What Michael meant was that Elliott was literally feeling all of E.T.’s emotional experiences, which happens throughout the movie. It had me thinking about empathy and how we teach this to our children. This past spring, my son was helping me get our garden ready. He was digging in the dirt and hit the earthworm jackpot. He gently pulled each worm he found from the dirt and would drape each wiggly one over his arm and leg. I thought it was a great opportunity to squeeze a mini science lesson in, so we talked about the different parts of the worms and how they are helpful to gardens. Then, my son said to me that he needed to put them back into the dirt because they liked the cool, dark dirt and would not feel good being in the warm sun and open, dry air for too long. He gently dug little holes and carefully put the worms back in the garden. When I think back on that moment, it seems that perhaps he is learning empathy, whether it has been intentionally taught or not.

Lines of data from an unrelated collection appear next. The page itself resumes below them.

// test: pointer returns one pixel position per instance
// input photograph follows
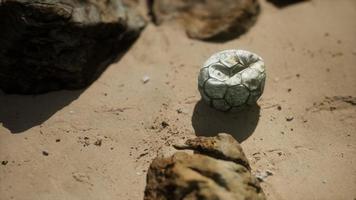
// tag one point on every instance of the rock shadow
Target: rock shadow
(209, 122)
(19, 113)
(285, 3)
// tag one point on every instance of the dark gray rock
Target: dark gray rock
(61, 44)
(218, 20)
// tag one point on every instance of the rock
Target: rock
(214, 171)
(61, 44)
(209, 19)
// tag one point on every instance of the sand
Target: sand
(97, 143)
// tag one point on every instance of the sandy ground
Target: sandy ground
(97, 143)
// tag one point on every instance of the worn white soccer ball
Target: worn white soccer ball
(232, 79)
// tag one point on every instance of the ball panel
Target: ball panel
(215, 88)
(219, 72)
(203, 76)
(213, 59)
(229, 58)
(220, 104)
(259, 66)
(250, 78)
(235, 80)
(254, 96)
(237, 95)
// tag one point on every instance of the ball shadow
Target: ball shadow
(209, 122)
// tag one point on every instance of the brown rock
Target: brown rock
(209, 19)
(202, 176)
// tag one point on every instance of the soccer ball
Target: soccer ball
(232, 79)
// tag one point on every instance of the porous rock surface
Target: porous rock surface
(218, 169)
(208, 19)
(61, 44)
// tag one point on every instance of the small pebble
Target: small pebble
(289, 118)
(145, 79)
(45, 153)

Empathy can be tricky to define and is often confused with sympathy. The difference is that with empathy, we come to understand each other by experiencing the same feelings. Sympathy is feeling sorry for someone and not necessarily understanding what they are going through. So how do we encourage our children to put themselves in someone else’s shoes, so to speak? This happens in little moments and through our role modeling. We are teaching them empathy when they scrape their knee and we say, Ouch, that hurts so much! Or when they are staaaaaarrrrrrviiiiiiiing and you are still 15 minutes away from home and you say I know how hungry your tummy is and it’s so hard to wait. We show them when they see us offering support to a friend or family member who is struggling with something we have been through ourselves. Empathy is one of the ways we relate and understand each other as humans. Even if we have not had the exact same experience as someone else, surely, we have felt many of the same emotions that might come up.
Sometimes it can seem easy for us adults to brush off a child’s display of big emotions as silly, dramatic, or uncalled for. For us to connect with our kids and show them empathy and understanding, we must think back to times when we had a hard time, too. A time when we fell and maybe scraped an elbow. A time when we worked all day only to have to come home and do even more work. A time when we forgot to have lunch because we were so busy and now it is an hour until dinner and we are crabby and hangry. Modeling empathy to our children is important not only to help grow their social-emotional development, but it deepens our relationship with them as well. They feel seen, heard, and understood. They know that someone gets it and can hold space for them. Their emotions and experience are validated and respected. And really, isn’t that what we all want?